4) Bomba Estéreo @ La Peña: Talk about cool bands that became even cooler by adding a super hot girl to their line-up. These Colombians are the closest thing to a mainstream-crossover that came out of this whole neo-cumbia international movement and they so deserve to be where they're at. Li Saumet is an unbelievable performer, she can rap, and sing, and moan, and scream, and dance and do it with so much energy, and be so pretty at the same time... I know everybody, male and female, at some point during the show that night at La Peña tried to picture themselves having sex with her.
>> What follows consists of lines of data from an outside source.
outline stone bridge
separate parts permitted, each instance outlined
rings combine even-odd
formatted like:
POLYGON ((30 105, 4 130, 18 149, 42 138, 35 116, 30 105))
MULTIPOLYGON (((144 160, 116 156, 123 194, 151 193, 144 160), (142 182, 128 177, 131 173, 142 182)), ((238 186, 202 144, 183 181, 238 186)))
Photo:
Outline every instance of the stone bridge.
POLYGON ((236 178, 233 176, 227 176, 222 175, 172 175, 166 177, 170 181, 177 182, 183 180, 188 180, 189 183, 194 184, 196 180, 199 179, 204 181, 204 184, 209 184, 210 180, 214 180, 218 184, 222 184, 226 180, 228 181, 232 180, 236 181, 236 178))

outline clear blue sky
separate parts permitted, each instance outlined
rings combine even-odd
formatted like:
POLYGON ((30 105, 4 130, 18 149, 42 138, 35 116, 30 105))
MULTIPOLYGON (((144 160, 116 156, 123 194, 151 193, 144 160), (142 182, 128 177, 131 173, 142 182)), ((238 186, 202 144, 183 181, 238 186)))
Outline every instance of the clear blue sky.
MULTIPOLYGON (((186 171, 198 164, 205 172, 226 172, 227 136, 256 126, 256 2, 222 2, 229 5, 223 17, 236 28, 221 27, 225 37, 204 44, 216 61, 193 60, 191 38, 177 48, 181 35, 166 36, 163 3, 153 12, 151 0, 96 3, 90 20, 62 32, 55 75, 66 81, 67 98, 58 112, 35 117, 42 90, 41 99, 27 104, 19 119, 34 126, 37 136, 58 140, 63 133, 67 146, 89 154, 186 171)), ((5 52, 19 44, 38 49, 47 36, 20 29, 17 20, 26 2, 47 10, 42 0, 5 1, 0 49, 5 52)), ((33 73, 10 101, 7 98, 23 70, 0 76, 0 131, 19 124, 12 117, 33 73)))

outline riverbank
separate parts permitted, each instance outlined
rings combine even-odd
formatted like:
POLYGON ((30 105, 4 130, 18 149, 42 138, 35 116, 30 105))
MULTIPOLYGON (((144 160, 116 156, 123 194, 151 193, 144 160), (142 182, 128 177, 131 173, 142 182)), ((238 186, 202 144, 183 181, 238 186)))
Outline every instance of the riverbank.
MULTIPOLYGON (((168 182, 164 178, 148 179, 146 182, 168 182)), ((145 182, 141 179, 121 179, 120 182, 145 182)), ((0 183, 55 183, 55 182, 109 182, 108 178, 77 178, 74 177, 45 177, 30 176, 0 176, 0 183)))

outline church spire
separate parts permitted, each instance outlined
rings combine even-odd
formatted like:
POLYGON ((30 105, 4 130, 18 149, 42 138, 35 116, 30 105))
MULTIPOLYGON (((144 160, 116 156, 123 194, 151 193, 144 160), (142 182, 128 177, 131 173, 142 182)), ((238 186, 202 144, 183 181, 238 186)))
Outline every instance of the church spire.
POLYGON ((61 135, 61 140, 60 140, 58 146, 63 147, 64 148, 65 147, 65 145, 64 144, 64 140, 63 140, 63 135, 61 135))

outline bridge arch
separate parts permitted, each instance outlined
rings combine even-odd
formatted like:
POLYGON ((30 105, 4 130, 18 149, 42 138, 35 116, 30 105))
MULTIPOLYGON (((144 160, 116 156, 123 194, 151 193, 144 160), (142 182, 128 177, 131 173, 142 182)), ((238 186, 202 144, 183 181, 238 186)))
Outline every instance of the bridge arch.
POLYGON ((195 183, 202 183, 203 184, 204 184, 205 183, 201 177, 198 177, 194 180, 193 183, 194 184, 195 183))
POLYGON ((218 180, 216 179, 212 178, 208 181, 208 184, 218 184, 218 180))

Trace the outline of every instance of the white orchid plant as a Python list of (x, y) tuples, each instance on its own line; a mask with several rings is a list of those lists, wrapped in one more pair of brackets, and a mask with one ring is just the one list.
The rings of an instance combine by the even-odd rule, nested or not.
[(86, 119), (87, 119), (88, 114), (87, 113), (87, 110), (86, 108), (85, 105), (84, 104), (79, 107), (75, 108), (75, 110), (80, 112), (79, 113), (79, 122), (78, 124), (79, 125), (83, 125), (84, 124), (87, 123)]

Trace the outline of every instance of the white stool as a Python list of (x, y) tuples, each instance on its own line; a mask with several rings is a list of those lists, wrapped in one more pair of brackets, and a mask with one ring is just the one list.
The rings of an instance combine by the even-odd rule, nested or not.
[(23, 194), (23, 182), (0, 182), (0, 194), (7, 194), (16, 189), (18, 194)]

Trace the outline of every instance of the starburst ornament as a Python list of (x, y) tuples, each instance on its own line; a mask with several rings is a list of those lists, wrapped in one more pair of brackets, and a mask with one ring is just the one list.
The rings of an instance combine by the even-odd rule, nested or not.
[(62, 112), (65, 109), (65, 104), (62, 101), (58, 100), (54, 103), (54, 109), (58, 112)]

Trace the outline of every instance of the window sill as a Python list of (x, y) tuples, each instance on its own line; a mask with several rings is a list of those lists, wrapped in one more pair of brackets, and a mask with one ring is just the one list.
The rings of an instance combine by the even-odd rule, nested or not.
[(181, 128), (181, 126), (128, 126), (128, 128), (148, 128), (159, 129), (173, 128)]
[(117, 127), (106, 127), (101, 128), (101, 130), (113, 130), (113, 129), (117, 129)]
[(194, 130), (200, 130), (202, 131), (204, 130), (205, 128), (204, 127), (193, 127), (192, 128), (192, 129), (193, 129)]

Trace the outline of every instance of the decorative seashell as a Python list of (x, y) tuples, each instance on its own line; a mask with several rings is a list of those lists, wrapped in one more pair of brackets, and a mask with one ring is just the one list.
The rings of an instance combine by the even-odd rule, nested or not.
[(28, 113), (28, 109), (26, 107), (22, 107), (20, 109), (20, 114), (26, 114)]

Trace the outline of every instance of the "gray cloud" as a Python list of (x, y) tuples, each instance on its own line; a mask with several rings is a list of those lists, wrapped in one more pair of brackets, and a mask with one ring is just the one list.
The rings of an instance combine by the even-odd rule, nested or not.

5) Boom Boom Kid @ SubMission: I might be all about cumbia and hip-hop, but when it comes to live shows, nothing compares to the raw energy of punk rock. And when it comes to punk rock, nobody gives such a show as this bilingual Argentine miniature Tazmanian devil called Boom Boom Kid. Every year he comes touring to the States during the otherwise depressing days between Halloween and Thanksgiving and his visit, with the promise of a great show that will make me feel 18 years old all over again, is the only reason I have to look forward to this season at the end of the summer.

6) Limp Wrist @ SubMission: Uruguayan hardcore living legend Martín Sorrondeguy was the singer of Los Crudos, the biggest Spanish-speaking band of the genre to come out of the US. Then he came out of the closet and formed Limp Wrist in San Francisco singing mainly in English. Now he's saying Limp Wrist have broken up and he has some new band that recently released a 7''... I don't remember their name. All I remember is that I saw them for the first time at their last show in SubMission and it was really good and it made me wish I went to see them live all the other times before that, but when a band is from your own town, you take them for granted and you say, oh well, there will be other chances to see them, next time...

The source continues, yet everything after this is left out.